La degeneración de Rumanía
en los años que precedieron a la caída del dictador fue una
historia demasiado propensa a la ficción, a los eufemismos
convertidos en verdades intocables y a la desintegración del
lenguaje. Las bocas se llenaron de lugares comunes, de fórmulas
aceptadas, de adjetivos convenientes y de argumentos repetidos hasta
el vómito. La realidad fue sustituida por una pesadilla que no podía
ser descrita.
Los cuentos incluidos en Las
cuatro estaciones de
Ana Blandiana buscan encontrar en la literatura fantástica una forma
de restaurar lo perdido: hay que completar los huecos, inventar una
cordura nueva, cavar bajo la fábula, el miedo y las leyes para
encontrar esa realidad, cuyo nombre no se puede pronunciar. También
el cuento fantástico quiso ser una forma de esquivar a la censura.

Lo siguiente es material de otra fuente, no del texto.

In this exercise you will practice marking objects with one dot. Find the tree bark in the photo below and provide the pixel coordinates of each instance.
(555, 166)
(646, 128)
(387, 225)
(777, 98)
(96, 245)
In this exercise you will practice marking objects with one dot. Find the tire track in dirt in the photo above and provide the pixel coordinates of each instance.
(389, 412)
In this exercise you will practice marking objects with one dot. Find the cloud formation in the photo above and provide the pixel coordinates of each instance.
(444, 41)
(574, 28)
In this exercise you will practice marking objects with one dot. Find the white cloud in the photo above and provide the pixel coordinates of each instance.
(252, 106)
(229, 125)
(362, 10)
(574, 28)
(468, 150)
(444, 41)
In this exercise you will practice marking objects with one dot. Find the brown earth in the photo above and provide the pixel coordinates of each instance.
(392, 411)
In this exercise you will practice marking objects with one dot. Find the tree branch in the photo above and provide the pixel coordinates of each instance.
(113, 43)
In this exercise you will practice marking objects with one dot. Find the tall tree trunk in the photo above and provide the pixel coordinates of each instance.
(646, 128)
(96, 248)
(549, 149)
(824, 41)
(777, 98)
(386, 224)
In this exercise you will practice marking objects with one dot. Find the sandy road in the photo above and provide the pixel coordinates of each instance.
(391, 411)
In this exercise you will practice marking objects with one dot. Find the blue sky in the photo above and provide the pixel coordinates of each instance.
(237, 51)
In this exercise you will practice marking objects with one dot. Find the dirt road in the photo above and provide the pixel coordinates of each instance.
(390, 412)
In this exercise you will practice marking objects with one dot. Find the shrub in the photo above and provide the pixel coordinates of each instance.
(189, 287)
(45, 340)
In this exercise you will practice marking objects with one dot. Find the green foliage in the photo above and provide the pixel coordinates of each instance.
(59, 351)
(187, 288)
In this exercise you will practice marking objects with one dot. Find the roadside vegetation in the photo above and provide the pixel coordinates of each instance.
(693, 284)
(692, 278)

En el primer empeño tuvo éxito, pero lo segundo resultó imposible.
Uno de los textos de este volumen
es “Queridos
espantapájaros”, a la vez un cuento fantástico en forma de
diatriba contra la dictadura y una collar de aforismos que han sido
estratégicamente colocados en el relato, de tal forma que no es
difícil, al extraerlos, dibujar el pensamiento de Blandiana. La
protagonista necesita llegar al campo, entrever la primavera, oler la
tierra, volver a ese lugar donde la vida quiere tener sentido, porque
la ciudad se le presenta como un estercolero, vigilada por muros
inmensos, por bloques de edificios que impiden ver más allá,
repleta de colmenas y cárceles y silencios. Cuando llega a un
cementerio ve por primera vez algo de hierba, y en ella aparecen
diminutas cabezas de niños y adultos vivos, cabezas perfectas y
desiguales. Cuando dialoga con estas cabezas descubre que ahora no
existe la familia, que no nacemos de los padres, sino de la tierra.

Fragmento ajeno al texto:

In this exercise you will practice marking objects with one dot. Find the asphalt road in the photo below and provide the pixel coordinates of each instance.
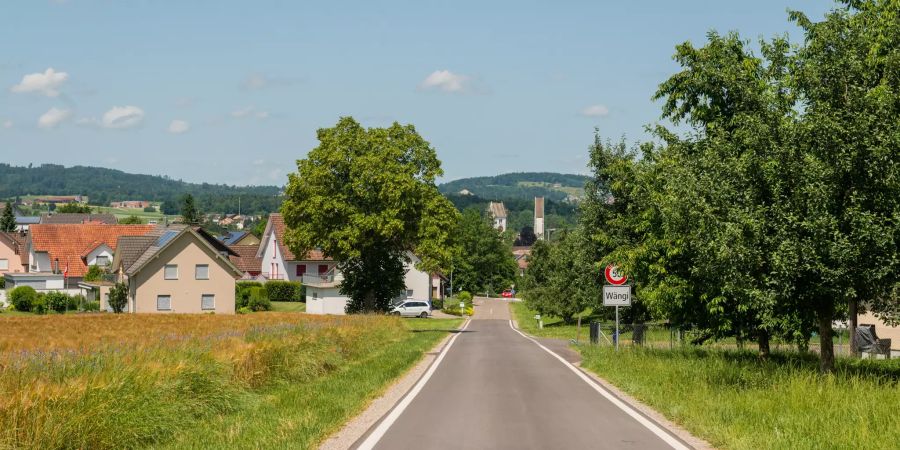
(496, 389)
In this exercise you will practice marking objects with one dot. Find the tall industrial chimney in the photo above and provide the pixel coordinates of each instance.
(539, 217)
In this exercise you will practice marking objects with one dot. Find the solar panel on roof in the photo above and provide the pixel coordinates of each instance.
(165, 238)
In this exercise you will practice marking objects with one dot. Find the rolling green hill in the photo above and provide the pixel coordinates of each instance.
(103, 186)
(522, 185)
(517, 192)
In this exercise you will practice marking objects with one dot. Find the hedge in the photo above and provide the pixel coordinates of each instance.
(284, 291)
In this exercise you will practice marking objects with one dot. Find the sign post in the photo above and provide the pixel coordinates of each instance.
(616, 293)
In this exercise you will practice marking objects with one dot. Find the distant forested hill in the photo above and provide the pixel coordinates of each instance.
(517, 192)
(103, 185)
(523, 185)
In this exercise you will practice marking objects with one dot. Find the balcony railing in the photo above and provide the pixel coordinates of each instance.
(324, 279)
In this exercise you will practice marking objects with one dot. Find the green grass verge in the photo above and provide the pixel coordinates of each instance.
(288, 306)
(302, 414)
(654, 335)
(735, 400)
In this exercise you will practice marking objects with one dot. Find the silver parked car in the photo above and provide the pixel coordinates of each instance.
(412, 308)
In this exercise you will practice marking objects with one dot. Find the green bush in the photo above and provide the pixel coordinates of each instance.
(242, 292)
(283, 291)
(22, 298)
(77, 301)
(259, 300)
(94, 273)
(56, 301)
(39, 306)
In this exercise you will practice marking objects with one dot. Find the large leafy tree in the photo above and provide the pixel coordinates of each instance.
(847, 217)
(189, 212)
(366, 197)
(483, 259)
(8, 220)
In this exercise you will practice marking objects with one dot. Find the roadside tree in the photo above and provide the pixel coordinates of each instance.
(365, 197)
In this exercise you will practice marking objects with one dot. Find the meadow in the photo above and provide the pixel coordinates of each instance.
(113, 381)
(736, 400)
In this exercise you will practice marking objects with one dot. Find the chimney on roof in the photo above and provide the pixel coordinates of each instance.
(539, 217)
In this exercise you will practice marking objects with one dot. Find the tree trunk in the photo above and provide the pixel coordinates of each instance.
(854, 311)
(578, 331)
(763, 340)
(369, 305)
(826, 346)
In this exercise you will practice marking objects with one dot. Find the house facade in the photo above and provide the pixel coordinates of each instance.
(278, 262)
(69, 249)
(13, 256)
(497, 211)
(177, 269)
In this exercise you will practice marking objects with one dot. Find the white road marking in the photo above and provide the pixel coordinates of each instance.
(674, 443)
(392, 417)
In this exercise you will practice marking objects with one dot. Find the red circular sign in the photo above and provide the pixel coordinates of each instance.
(613, 276)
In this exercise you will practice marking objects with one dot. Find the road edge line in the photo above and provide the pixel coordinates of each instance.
(667, 437)
(385, 424)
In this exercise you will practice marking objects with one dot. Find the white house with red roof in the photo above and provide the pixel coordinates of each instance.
(320, 275)
(280, 263)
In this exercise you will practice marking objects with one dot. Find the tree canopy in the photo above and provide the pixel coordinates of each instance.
(366, 197)
(778, 211)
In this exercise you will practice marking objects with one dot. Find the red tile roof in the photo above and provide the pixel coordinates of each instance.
(276, 221)
(68, 242)
(15, 241)
(246, 259)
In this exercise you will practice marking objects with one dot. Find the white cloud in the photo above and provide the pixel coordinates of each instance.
(54, 117)
(249, 111)
(179, 126)
(255, 82)
(46, 83)
(446, 81)
(595, 111)
(122, 117)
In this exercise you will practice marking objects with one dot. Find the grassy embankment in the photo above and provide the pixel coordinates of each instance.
(288, 306)
(735, 400)
(655, 335)
(251, 381)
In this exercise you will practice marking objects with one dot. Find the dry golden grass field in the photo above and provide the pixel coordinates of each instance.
(120, 380)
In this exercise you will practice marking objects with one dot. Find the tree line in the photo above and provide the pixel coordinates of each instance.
(776, 213)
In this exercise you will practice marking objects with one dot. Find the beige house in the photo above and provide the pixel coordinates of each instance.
(176, 269)
(13, 257)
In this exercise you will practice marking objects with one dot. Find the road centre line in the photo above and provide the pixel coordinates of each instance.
(655, 429)
(392, 417)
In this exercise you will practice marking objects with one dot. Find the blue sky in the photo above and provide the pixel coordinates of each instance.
(233, 92)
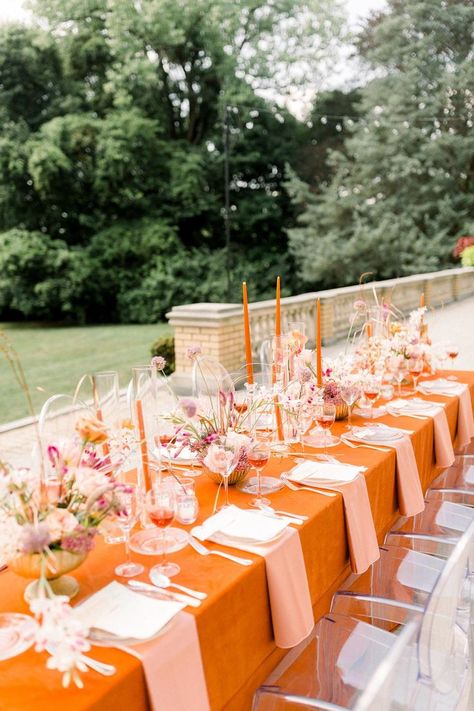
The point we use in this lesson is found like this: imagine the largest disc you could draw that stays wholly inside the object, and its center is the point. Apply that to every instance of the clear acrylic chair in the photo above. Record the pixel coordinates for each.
(407, 580)
(344, 664)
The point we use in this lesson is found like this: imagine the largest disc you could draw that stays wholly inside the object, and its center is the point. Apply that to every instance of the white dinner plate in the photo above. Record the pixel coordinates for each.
(378, 434)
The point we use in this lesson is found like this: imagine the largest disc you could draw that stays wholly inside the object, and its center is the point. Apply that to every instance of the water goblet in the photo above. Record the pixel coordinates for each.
(129, 497)
(258, 456)
(325, 414)
(452, 351)
(161, 509)
(222, 457)
(350, 392)
(416, 368)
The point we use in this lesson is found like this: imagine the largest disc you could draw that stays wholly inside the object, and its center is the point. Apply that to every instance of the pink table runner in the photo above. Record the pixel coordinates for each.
(410, 493)
(173, 667)
(444, 452)
(361, 534)
(288, 589)
(465, 418)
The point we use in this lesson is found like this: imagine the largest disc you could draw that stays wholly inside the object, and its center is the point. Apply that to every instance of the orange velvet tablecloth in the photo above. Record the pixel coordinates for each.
(234, 623)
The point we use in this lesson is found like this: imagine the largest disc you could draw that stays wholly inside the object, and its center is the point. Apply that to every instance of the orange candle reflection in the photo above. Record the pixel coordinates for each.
(248, 342)
(319, 352)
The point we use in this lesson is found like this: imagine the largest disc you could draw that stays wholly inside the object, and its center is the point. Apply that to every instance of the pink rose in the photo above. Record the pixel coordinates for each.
(59, 522)
(218, 459)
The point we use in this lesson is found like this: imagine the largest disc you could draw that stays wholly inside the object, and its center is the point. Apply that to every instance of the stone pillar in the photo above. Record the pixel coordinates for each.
(216, 328)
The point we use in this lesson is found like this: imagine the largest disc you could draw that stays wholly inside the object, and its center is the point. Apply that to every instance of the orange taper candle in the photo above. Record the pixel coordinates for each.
(319, 352)
(277, 310)
(248, 342)
(143, 445)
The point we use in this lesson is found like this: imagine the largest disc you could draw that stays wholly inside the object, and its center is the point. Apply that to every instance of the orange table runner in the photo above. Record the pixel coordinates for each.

Este diálogo no es más que la sátira de un precepto ideológico:
la madre es la patria, y de ella y para ella se nace. La protagonista
sigue buscando el campo y cree llegar al límite de la ciudad, pero
allí le espera un ejército de espantapájaros que impide cualquier
avance. Son solo imitaciones de hombres, nos dice, simulacros,
anuncios del terror.
Hablaba antes de la colección de
aforismos que nos deja este cuento. Inclino por aquí cuatro ejemplos
de esa filosofía
portátil:
El vínculo más fuerte es la
imposibilidad de entendernos.
Lo
fantástico no se opone a lo real, es solo su representación más
completa.
Cualquier variación es un
signo de esperanza cuando la monotonía es un dogma, aunque esa
variación sea un entierro.
Podéis espantarlo todo, pero
¿quién espantará a los pájaros que aún vuelan en mi mente?
Es
obligado recordar ahora que la voz de Blandiana nos llega así,
nítida y entera, gracias a la traducción de Viorica Patea y
Fernando Sánchez Miret.
El
otro cuento en el que quiero detenerme es “Recuerdos de infancia”,
a la vez un homenaje a la literatura y el retrato de un sistema que
convierte la ironía en crimen, el pensamiento en anomalía y la
lectura en perversión. La posesión de ciertos libros era delito
bajo el gobierno de Ceacescu, por eso el padre de la protagonista se
ve obligado a quemar los suyos. Ella recordará muchos años después
esa escena, porque el padre de alguna forma ardía también en cada
hoja, se deshacía de sí mismo al quemarlas, como quien debe olvidar
cuanto aprendió y renegar de cuanto ama. La narradora está tumbada
boca arriba en un huerto de membrillos, y es el olor el que le
devuelve a su infancia y más tarde a esa escena en la que su padre
quema lentamente los libros en la estufa. El huerto está junto a un
almacén donde se pudren miles de volúmenes proscritos, de voces que
alguien quiso amordazar, de ideas puestas en cuarentena. Es otra vez
el antiguo desfile de los enmascarados, la demencia disfrazada con el
uniforme de la verdad, la constante irrealidad de lo real.